PDVSA worker Endy Torres, who has lost 33 pounds in the past 18 months, told Bloomberg: “We have a physical exhaustion that we can not avoid.”
“We are dying of hunger in the oil industry.”
According to a survey by three Venezuelan universities published earlier this week, 9 out of 10 Venezuelans can’t pay for their daily food, and 6 out of 10 have lost on average 11 kilograms (24 pounds) over the past year due to hunger, and as always, the most vulnerable have been affected the most.
According to another part of the same survey, 87 percent of Venezuelans lived in poverty in 2017, with 61.2 percent of them living in extreme poverty, compared to 81.8 percent in poverty and 51.5 percent in extreme poverty in 2016.
Amid the hyperinflation, a growing number of Venezuelans turn to work-for-food bartering, and many more are trying to emigrate to neighboring Brazil, Colombia, and Guyana.
“The next refugee crisis is not being driven by a violent war but by a socioeconomic disaster of magnitudes hardly seen before,” Dany Bahar, Fellow at the Brookings Institution, wrote earlier this month, saying that Venezuela’s refugee crisis will exceed Syria’s.
Meanwhile, Venezuela’s socialist President Nicolas Maduro is clinging to power and recently tightened his grip on the oil industry, naming a National Guard major general as the new head of PDVSA and the oil ministry. According to analysts, Maduro has purged a lot of dissenters from the company under the pretext of a ‘sweeping corruption crackdown,’ and has left the state oil firm to be managed by people with little to no experience in the oil industry and senior management.
Maduro’s propaganda machine is touting a recovery in the oil industry along with a ‘ground-breaking’ El Petro cryptocurrency backed by oil reserves, which many observers see as a desperate attempt to skirt U.S. financial sanctions.
In addition, Venezuela and PDVSA have been chronically late on debt coupon payments, arrears continue to pile up, and many of their bonds are already in selective, technical, or restricted default.

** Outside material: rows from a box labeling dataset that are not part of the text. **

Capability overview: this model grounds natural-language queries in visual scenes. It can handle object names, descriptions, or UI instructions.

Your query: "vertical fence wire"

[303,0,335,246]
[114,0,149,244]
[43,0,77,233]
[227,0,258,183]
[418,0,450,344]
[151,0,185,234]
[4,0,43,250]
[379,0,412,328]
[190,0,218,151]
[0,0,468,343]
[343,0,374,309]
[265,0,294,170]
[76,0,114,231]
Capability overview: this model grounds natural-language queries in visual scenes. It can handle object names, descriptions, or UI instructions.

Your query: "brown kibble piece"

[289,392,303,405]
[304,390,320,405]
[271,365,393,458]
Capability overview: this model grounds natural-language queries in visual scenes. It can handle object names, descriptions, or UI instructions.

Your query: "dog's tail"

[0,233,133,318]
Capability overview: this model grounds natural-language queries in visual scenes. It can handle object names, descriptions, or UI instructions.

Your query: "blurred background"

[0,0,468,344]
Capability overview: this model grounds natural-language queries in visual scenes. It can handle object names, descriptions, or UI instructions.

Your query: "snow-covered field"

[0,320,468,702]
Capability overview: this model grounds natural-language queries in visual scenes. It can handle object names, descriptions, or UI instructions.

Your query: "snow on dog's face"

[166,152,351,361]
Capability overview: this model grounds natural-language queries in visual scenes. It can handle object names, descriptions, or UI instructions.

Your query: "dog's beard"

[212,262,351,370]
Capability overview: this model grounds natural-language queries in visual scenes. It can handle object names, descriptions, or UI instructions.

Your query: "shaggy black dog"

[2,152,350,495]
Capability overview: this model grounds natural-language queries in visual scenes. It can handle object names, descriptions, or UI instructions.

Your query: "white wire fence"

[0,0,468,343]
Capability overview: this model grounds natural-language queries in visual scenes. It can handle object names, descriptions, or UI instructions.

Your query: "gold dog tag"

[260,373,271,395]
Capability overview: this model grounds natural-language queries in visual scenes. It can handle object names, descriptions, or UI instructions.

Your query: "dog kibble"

Venezuela’s oil production could drop by another 700,000 bpd-800,000 bpd this year, according to the “base case” of Helima Croft, global head of commodity strategy at RBC Capital Markets.
“If we were to lose a lot of volume out of Venezuela, that is your breakout story” for oil prices, Croft told Barron’s Energy Roundtable.
The collapse in Venezuela’s oil production will continue. The question is, how low could it go, especially if oil workers continue to resign in search of food.